Chef Dalia David: For fried rice, you can literally use anything. In the beginning of quarantine, rice was sold out everywhere and the only rice I could get my hands on was sushi rice. I have fallen in love with sushi rice, so I used it for my fried rice. I like the texture and the chewiness. I cook it very al dente before I make the fried rice because there is extra heat that goes into it when you are making the fried rice.

A: Is using leftover rice or dehydrated rice the same as using al dente rice?

D: That's a great technique as well. If I use dehydrated rice and throw in some brewed tea, it would plump it up. The technique of using dehydrated rice is to add a little bit of water to steam it and then sauté afterward. 

A: Should we add dry leaves or brewed tea?

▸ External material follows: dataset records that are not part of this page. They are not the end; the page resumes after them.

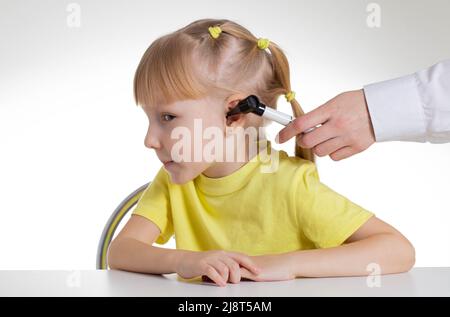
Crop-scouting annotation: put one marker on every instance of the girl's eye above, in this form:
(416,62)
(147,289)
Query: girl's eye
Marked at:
(167,117)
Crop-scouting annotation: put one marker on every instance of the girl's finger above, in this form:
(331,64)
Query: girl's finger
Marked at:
(246,274)
(233,269)
(221,268)
(245,261)
(212,274)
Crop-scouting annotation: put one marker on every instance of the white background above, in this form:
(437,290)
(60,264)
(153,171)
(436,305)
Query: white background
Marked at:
(72,139)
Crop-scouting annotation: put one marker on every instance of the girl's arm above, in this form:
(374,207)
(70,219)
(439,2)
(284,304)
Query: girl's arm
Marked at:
(374,242)
(132,249)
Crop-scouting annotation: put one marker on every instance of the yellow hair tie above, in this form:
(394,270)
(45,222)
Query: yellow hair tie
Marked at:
(263,43)
(290,96)
(215,31)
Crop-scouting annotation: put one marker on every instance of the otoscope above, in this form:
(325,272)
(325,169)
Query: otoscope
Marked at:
(253,105)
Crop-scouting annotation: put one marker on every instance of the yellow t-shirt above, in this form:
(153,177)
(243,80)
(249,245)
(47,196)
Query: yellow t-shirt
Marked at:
(250,211)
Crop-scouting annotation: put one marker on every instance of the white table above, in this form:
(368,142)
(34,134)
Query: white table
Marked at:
(417,282)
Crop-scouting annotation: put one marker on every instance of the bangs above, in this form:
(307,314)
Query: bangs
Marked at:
(166,73)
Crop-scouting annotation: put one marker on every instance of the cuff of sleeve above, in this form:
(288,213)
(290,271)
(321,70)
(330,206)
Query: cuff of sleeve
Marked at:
(396,110)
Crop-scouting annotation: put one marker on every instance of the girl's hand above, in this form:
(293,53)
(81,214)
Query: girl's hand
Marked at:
(219,266)
(273,268)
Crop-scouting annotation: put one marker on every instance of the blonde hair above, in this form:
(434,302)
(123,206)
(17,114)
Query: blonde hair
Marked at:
(190,63)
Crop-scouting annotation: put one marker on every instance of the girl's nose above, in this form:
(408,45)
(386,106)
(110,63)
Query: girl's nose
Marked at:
(151,140)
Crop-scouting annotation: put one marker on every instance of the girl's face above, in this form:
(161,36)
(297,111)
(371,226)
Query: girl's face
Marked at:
(177,133)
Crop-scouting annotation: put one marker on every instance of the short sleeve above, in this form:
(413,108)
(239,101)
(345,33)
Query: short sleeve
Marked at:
(325,217)
(154,204)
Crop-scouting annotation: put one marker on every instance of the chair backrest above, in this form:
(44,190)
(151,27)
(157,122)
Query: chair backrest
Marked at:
(113,223)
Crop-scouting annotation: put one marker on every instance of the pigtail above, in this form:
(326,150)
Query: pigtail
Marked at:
(281,72)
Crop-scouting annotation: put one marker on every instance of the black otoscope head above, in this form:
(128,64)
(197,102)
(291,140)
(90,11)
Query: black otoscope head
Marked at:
(249,104)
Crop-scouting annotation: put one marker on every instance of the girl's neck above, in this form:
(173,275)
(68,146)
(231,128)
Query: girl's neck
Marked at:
(221,169)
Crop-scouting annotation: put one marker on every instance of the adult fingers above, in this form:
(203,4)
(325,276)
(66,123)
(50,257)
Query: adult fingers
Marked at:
(343,153)
(317,136)
(303,123)
(330,146)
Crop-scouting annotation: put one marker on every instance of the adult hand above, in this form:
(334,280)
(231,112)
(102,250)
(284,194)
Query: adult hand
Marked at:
(345,127)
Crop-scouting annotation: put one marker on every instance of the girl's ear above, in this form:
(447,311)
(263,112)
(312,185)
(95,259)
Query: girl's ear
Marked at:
(237,119)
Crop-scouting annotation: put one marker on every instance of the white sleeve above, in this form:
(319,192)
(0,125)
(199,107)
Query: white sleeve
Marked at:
(412,108)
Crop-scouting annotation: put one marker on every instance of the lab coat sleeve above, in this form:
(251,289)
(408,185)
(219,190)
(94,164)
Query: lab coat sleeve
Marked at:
(415,107)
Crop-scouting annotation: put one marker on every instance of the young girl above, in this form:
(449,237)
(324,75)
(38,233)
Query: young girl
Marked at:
(233,219)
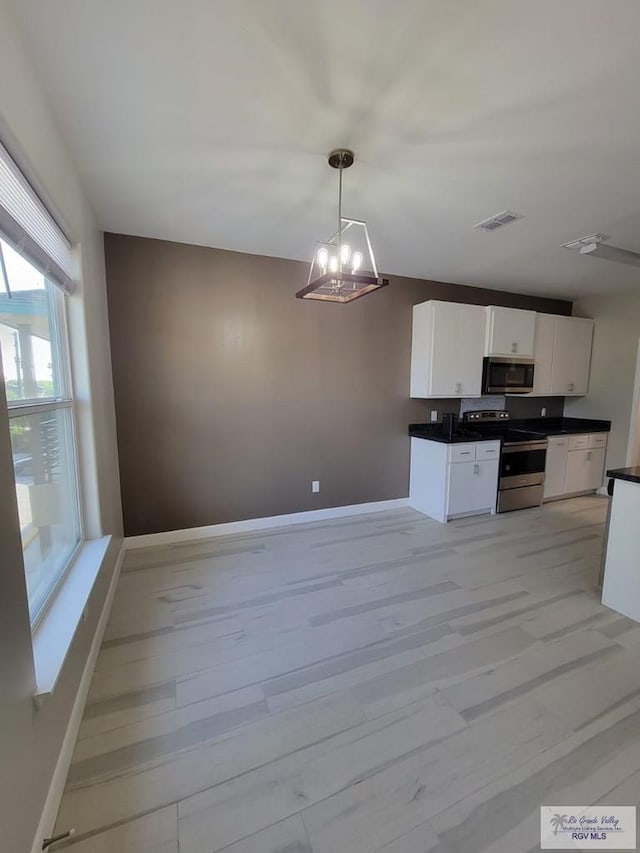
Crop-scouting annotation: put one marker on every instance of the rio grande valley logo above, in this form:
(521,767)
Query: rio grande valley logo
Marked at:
(588,828)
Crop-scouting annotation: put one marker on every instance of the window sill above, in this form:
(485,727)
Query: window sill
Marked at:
(53,636)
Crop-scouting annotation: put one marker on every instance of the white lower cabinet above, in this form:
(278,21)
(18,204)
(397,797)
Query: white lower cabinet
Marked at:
(452,480)
(575,464)
(556,468)
(585,470)
(472,487)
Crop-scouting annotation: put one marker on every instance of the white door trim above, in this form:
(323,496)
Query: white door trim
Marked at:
(633,443)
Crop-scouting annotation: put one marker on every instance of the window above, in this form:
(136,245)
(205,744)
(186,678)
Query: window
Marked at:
(35,368)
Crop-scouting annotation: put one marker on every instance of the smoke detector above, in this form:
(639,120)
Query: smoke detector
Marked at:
(498,221)
(587,244)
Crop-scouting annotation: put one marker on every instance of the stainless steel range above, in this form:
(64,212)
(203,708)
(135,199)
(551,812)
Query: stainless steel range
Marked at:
(522,459)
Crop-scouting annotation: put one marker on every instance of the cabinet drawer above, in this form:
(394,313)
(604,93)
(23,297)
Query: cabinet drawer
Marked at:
(578,442)
(488,450)
(462,453)
(597,439)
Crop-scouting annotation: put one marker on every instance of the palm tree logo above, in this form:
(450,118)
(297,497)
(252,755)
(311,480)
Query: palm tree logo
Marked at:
(557,821)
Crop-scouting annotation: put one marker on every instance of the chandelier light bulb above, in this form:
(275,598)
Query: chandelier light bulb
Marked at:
(323,257)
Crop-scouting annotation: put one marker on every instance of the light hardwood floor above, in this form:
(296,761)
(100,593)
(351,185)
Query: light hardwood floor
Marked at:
(379,683)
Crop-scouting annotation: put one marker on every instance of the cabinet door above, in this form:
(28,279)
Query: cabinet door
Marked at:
(571,356)
(470,344)
(444,350)
(595,461)
(578,471)
(543,353)
(511,331)
(473,486)
(556,467)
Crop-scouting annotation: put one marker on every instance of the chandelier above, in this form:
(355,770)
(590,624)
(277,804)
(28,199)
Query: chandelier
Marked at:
(343,267)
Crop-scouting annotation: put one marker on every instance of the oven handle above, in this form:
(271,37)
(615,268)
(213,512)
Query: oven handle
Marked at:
(525,445)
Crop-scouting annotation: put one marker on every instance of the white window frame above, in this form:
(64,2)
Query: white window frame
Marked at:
(34,406)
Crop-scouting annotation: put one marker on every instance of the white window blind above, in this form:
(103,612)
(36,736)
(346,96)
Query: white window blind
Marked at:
(30,228)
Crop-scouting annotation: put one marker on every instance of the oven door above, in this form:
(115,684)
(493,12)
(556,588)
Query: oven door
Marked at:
(522,465)
(507,375)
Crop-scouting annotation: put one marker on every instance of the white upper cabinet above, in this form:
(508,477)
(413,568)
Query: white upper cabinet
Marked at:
(447,347)
(510,331)
(562,354)
(571,356)
(543,353)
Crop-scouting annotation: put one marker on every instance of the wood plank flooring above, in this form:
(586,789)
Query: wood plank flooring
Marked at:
(376,684)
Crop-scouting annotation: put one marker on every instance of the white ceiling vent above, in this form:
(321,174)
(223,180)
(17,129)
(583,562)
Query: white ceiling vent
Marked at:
(498,221)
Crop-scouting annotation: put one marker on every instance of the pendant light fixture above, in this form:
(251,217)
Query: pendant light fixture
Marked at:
(343,267)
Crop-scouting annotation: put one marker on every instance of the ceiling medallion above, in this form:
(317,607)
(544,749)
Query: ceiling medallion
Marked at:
(343,267)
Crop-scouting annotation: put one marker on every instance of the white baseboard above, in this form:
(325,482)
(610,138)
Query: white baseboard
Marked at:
(56,788)
(212,530)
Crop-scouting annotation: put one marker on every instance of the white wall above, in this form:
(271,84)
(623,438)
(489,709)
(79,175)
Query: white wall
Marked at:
(613,364)
(30,740)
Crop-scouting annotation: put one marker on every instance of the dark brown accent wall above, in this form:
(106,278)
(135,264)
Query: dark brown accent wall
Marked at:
(232,395)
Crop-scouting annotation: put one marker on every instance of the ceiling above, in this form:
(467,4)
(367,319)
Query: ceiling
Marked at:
(209,121)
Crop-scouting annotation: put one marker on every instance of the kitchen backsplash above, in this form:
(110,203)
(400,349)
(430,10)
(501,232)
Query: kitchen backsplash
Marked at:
(518,407)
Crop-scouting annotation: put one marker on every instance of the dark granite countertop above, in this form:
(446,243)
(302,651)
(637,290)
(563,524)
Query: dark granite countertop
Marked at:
(561,426)
(538,426)
(433,432)
(632,475)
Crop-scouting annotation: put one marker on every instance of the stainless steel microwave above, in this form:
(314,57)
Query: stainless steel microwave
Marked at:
(507,375)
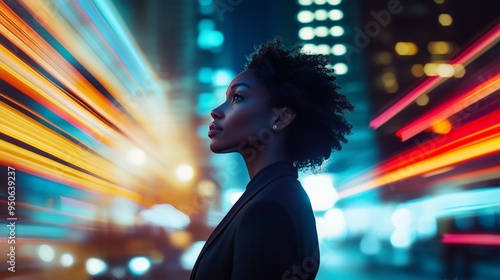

D: If you add the dry leaf form into the heat with the moisture from the rice and throw in some water, the leaves will unravel a little bit. But I don't think you will get the same type of infusion of flavor if you don't steep it. 

I am not sure if you've ever used tamarind, but if you get fresh tamarind, it is dry and caked into a square. Fresh in that it's not coming from a pot but it's the square cake you get.It's a semi-dried form. It's sort of chewy and pliable. When you take that and put in hot water, tamarind unravels and gets soft and you get the real essence of tamarind.

So the point here is to get the essence of tea. That's why you steep it just a little. You can do it while you are cooking. You can leave it for 2 minutes. You just want it to be alive so that when you throw it into the rice, it's got a bit of oomph to it. 

You can use dry but I don't think the flavor will come out as strong.

A: Why are we adding sugar or a type of sweetener to the fried rice?

D: It's for the balance. You don’t want the food to just be salty. You want there to be a dash of sweetness. For instance, when you have a chocolate cake, there always a dash of sea salt in the ingredient list to balance the sweetness. So in this case, you want to balance the salt. 

Balance is important in cooking because otherwise one flavor will overpower the other. It's good to use different ingredients to combat that. 

Think of the spices are flavors you are using as a color wheel. Say you are using soy sauce. Across from it is sweetness to balance the strong salt and umami.